14. The Ventriloquist
Even children born into mob families deserve a chance at a normal life, but that was never in the cards for poor Arnold Wesker. He witnessed his mother’s murder at the hands of a hitman from a rival family, an event so traumatizing he developed a dissociative identity disorder as a result. A gifted ventriloquist, the milquetoast Wesker never commits a violent act on his own, but instead acts as a simpering underling for “Scarface,” the dummy through whom he addresses his henchmen and channels his criminal impulses. Ventriloquist was a later addition to Batman’s gallery of rogues (debuting only in 1988), but he’s proven to be a popular one: he was slated to be one of the villains to appear in a third proposed Batman movie by director Joel Schumacher, providing the world with the only possible reason to be disappointed those plans fell through.

15. Firebug
Firebug is not one of Batman’s more memorable foes, but that doesn’t make his story any less tragic. A former soldier and demolitions expert, Joseph Rigger returned home to find his entire family dead because in three separate accidents: his baby sister from nibbling at peeling paint, his father from a fall through rotted flooring, and his mother while trapped in a malfunctioning elevator. He used his military expertise to become the Firebug, insanely seeking revenge on the three buildings his family died in, regardless of how many innocents died in the process. After their destruction, he later turned to more straightforward crime. Firebug shouldn’t be confused with Firefly, who liked burning things because he was just batshit crazy, although one of his outings did involve him burning down all the amusement-type places he couldn’t visit during his poverty-stricken childhood.

16. Mime
This quiet lady (who, natch, never spoke a word during her one and only appearance in a Batman comic) is about as obscure as a Batman villain can get, and her upbringing stretches the definition of “traumatic childhood,” but here goes: Camilla Ortin was a young girl from a family that made its fortune in fireworks. Rebelling against the constant noise she endured as a child (apparently, her father was a big fan of bringing his work home with him), she studied the art of mime and invested all her money in a travelling mime troupe. It was a financial disaster (no, really!), and when her government grants were cut she staged performance art pieces by gate-crashing noisy events like rock concerts and forcing audiences to watch her mime act. And if that weren’t evil enough, she also came equipped with electrocuting gloves to “silence” anyone who tried to stop her. The lesson: give generous to the NEA. Or else.

17. The Wrath
Like Hush, the Wrath was positioned as a kind of anti-Batman, right down to a similar cowl with the points of the “W” on his mask resembling Batman’s signature look. In his original story, he was the young son of a husband-and-wife team of burglars, who were gunned down by a police officer while the boy watched helplessly. He was then shipped off to an orphanage, where he began his campaign of revenge against all law enforcement officers, becoming a professional assassin and cop killer who mimics many of Batman’s methods (being, in the Wrath’s eyes, the ultimate symbol of the law).
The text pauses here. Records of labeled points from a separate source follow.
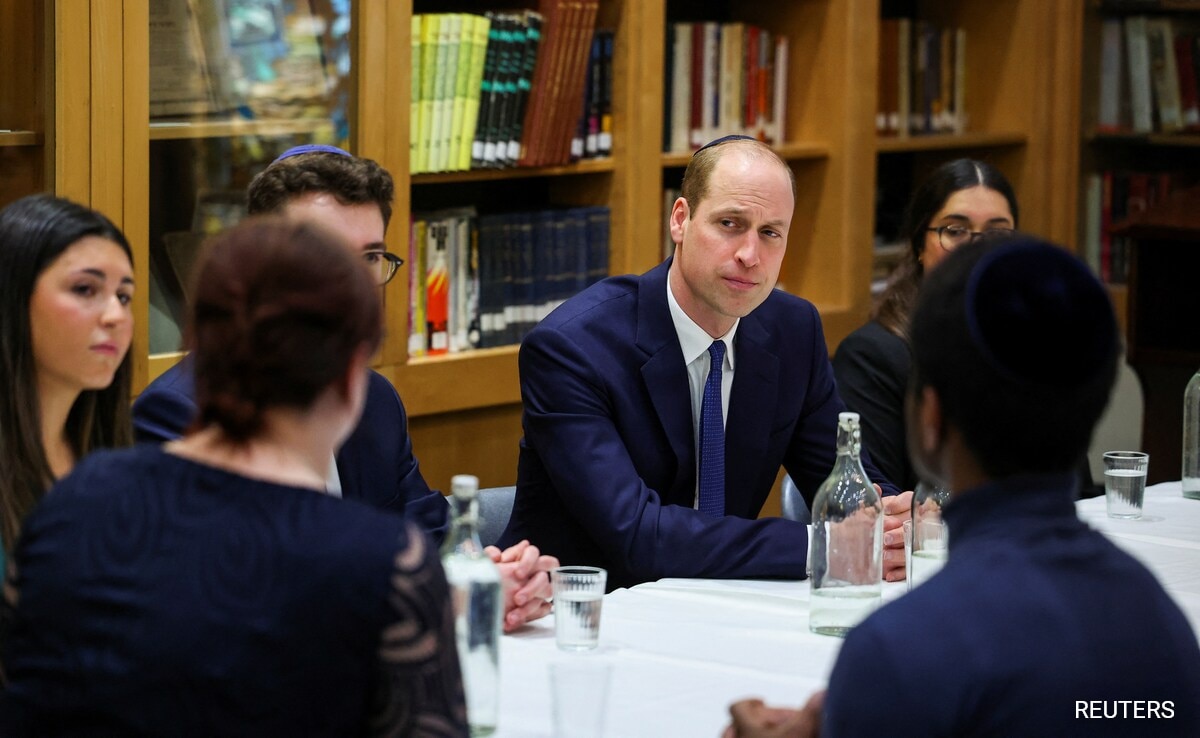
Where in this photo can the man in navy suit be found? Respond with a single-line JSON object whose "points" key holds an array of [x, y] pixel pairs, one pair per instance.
{"points": [[613, 384], [353, 197]]}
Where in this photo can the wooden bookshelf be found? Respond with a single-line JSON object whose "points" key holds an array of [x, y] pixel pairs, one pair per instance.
{"points": [[949, 142], [21, 138], [1024, 64]]}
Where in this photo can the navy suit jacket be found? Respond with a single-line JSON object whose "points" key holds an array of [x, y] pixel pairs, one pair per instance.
{"points": [[376, 463], [607, 466]]}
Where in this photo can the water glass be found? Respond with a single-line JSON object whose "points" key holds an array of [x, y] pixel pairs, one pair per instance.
{"points": [[579, 595], [1125, 483]]}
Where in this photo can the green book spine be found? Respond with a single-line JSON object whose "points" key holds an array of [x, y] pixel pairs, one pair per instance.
{"points": [[414, 95], [479, 31], [430, 27]]}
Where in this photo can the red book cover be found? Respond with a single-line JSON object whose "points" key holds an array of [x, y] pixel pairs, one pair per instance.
{"points": [[697, 85], [551, 42], [575, 73], [1189, 97]]}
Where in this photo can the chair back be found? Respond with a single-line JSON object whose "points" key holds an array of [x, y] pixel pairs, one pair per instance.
{"points": [[495, 509], [792, 503]]}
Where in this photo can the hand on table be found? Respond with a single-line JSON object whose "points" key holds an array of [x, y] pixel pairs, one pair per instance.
{"points": [[525, 575], [897, 509], [753, 719]]}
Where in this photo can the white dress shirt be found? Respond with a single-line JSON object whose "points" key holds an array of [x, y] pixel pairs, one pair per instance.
{"points": [[695, 341]]}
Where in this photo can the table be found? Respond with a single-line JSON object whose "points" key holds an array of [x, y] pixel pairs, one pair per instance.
{"points": [[683, 649]]}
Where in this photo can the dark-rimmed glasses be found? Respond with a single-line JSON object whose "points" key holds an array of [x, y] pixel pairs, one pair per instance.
{"points": [[952, 237], [383, 264]]}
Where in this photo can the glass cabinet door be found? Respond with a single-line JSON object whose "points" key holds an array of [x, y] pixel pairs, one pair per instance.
{"points": [[233, 84], [25, 94]]}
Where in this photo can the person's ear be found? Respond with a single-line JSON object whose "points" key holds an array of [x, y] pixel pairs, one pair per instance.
{"points": [[679, 215]]}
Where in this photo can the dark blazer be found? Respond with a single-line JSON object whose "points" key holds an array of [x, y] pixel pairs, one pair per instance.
{"points": [[607, 466], [873, 367], [376, 463]]}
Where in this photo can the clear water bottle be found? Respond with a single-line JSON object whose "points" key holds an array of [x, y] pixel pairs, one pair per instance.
{"points": [[1192, 438], [847, 540], [478, 605], [930, 539]]}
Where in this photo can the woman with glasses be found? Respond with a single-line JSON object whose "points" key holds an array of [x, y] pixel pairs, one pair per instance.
{"points": [[210, 586], [959, 202]]}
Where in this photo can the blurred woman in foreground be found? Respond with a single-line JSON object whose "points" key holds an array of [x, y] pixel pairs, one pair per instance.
{"points": [[210, 586]]}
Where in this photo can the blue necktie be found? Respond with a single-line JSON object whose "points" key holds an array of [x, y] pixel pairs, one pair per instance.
{"points": [[712, 438]]}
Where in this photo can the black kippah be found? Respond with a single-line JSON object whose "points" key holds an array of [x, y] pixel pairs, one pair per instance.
{"points": [[1038, 315], [311, 149], [724, 139]]}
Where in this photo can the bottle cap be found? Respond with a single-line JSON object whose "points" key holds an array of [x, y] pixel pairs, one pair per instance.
{"points": [[465, 485]]}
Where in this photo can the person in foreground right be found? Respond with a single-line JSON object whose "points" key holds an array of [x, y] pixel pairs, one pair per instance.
{"points": [[1037, 625]]}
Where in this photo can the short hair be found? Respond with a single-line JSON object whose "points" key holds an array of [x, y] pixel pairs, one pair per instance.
{"points": [[280, 309], [34, 232], [700, 169], [352, 180], [1019, 341], [930, 196]]}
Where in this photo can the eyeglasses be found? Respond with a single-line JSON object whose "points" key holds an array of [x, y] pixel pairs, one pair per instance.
{"points": [[383, 264], [952, 237]]}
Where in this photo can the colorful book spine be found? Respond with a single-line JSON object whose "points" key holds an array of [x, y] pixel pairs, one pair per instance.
{"points": [[480, 27]]}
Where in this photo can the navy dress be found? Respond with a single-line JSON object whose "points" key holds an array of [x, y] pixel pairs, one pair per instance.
{"points": [[159, 597], [1035, 621]]}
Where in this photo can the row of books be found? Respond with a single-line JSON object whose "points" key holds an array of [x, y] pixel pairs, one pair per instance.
{"points": [[1111, 198], [1149, 76], [521, 88], [484, 281], [922, 78], [724, 78]]}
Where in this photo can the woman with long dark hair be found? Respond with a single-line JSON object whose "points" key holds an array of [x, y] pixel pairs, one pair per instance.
{"points": [[959, 202], [210, 586], [65, 331]]}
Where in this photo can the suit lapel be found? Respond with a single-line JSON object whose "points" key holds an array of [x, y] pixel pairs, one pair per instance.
{"points": [[751, 403], [665, 376]]}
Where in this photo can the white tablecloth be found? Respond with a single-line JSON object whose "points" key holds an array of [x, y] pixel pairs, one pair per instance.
{"points": [[683, 649]]}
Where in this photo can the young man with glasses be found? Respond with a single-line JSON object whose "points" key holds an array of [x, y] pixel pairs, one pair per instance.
{"points": [[352, 196]]}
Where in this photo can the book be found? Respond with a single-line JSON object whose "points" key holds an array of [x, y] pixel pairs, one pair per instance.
{"points": [[549, 58], [730, 78], [604, 141], [437, 287], [887, 106], [1138, 55], [462, 85], [480, 28], [418, 336], [414, 95], [1189, 95], [1161, 41], [511, 60], [486, 97], [571, 88], [533, 22], [431, 25], [779, 107], [959, 115], [444, 81]]}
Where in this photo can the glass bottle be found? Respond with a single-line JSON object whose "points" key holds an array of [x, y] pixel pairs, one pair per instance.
{"points": [[930, 540], [1191, 475], [478, 605], [847, 540]]}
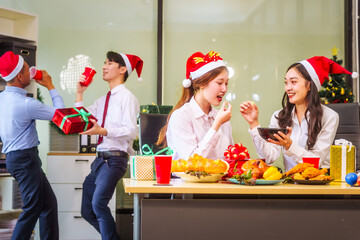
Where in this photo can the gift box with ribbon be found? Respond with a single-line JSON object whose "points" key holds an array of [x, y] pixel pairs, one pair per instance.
{"points": [[342, 159], [142, 167], [73, 120]]}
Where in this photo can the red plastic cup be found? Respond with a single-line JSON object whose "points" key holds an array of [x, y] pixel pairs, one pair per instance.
{"points": [[312, 160], [163, 168], [89, 74], [35, 74]]}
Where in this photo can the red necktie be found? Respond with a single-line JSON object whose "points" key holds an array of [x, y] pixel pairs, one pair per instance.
{"points": [[104, 115]]}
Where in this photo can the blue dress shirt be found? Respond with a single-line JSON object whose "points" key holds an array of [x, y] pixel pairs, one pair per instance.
{"points": [[17, 117]]}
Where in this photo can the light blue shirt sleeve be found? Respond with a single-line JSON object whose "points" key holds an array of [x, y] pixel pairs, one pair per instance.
{"points": [[38, 110]]}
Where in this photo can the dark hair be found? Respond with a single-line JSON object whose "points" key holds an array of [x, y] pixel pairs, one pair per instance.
{"points": [[314, 108], [115, 57], [187, 94]]}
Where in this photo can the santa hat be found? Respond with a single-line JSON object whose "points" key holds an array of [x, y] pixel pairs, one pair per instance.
{"points": [[10, 65], [198, 64], [320, 67], [133, 62]]}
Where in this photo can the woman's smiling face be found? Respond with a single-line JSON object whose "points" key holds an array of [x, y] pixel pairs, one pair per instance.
{"points": [[215, 90], [296, 87]]}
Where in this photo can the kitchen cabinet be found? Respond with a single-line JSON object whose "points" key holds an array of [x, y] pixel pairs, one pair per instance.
{"points": [[66, 173], [19, 32]]}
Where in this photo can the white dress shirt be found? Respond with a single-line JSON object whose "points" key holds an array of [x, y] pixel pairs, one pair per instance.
{"points": [[121, 119], [189, 131], [299, 136]]}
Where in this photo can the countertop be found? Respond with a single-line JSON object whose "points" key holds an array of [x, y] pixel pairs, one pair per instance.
{"points": [[180, 186]]}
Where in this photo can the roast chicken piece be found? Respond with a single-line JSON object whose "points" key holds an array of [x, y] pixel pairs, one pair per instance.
{"points": [[312, 172], [299, 168], [178, 165], [257, 166], [298, 176], [198, 163]]}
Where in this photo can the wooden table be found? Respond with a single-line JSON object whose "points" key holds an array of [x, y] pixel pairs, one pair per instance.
{"points": [[230, 211]]}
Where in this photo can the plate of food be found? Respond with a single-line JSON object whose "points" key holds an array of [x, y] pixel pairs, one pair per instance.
{"points": [[306, 173], [199, 177], [257, 181], [267, 133], [311, 182], [200, 169]]}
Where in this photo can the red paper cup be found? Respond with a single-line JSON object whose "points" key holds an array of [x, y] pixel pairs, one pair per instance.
{"points": [[312, 160], [35, 74], [163, 168], [89, 74]]}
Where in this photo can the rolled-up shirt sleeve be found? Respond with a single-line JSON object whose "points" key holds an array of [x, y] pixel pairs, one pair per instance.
{"points": [[330, 123], [38, 110]]}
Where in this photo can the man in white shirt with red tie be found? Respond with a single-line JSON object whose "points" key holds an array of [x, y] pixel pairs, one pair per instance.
{"points": [[117, 128]]}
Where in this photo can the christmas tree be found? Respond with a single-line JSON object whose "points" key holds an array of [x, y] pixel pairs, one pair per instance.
{"points": [[335, 90]]}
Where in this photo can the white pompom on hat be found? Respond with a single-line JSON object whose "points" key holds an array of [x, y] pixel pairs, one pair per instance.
{"points": [[133, 62], [319, 68], [10, 65], [198, 64]]}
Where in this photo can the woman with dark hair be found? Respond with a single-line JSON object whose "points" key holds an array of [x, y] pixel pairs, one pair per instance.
{"points": [[194, 126], [311, 125]]}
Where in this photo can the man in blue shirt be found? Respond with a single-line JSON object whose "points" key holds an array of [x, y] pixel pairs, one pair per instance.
{"points": [[20, 140]]}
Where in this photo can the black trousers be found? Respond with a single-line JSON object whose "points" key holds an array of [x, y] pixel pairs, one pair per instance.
{"points": [[36, 193], [98, 188]]}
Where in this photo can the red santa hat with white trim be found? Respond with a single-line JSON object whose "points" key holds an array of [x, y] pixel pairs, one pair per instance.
{"points": [[320, 67], [198, 64], [133, 62], [10, 65]]}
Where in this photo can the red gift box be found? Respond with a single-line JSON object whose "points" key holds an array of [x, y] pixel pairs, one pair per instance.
{"points": [[73, 120]]}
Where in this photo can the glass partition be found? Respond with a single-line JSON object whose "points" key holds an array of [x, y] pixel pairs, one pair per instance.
{"points": [[259, 39]]}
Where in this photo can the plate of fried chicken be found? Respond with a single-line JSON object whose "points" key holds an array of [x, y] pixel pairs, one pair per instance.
{"points": [[306, 173]]}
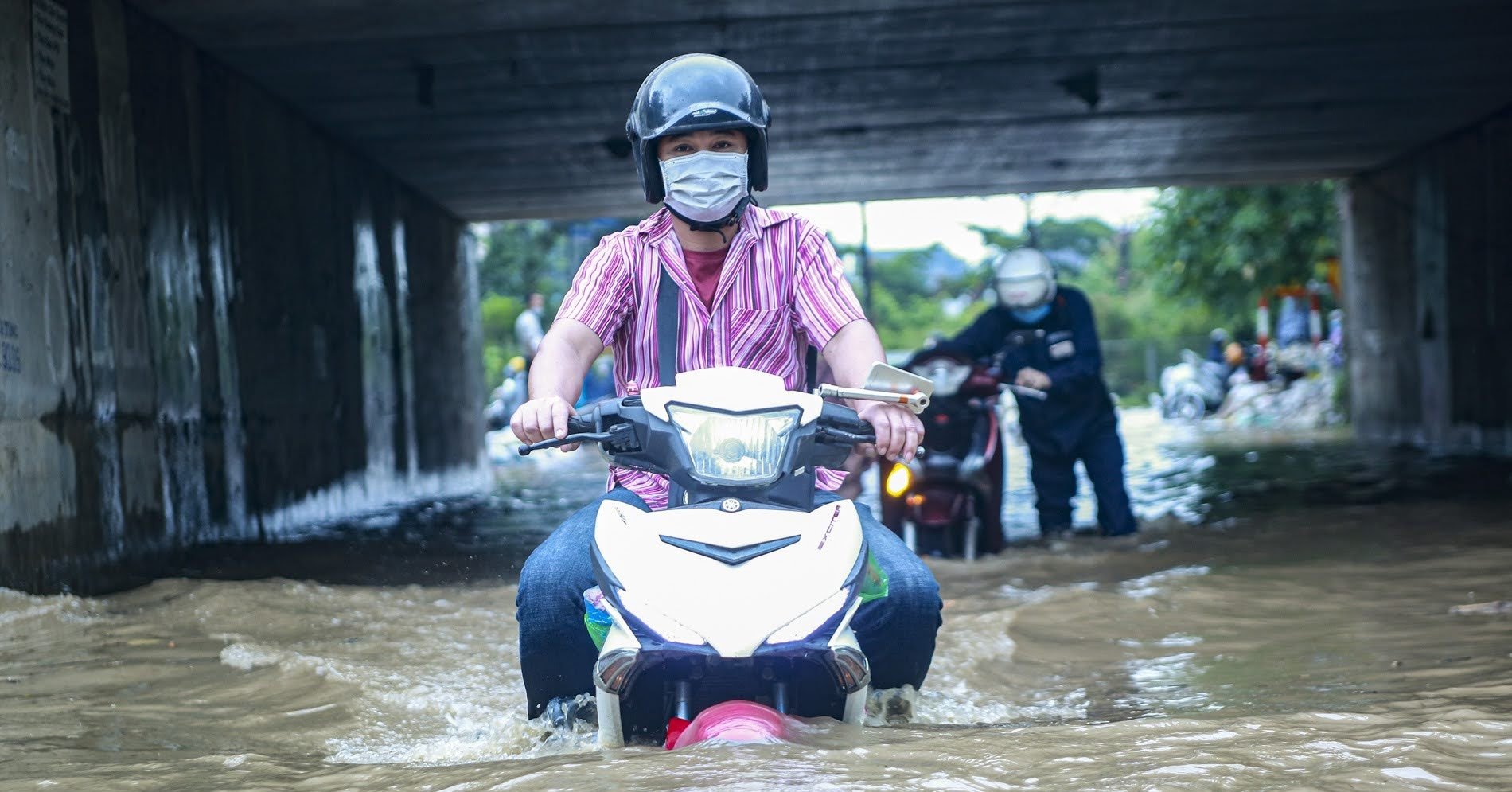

18-19. The Reaper/The Phantasm
Both are lumped together because their stories and motives are so similar; Reaper appeared during the 1980s “Year Two” storyline in Detective Comics and the Phantasm was the mysterious figure in 1993’s Batman: Mask of the Phantasm animated film. Both were socialites who lost a loved one to violent crime, both created a masked identity to brutally dispatch the people they deemed responsible, and both used a scythe as their signature weapon. Seriously, what are cops and bereavement counselors doing in Gotham City that even the wealthy socialites figure it’s more cost-effective to hit the farm implement shop and start cleaning up the streets themselves?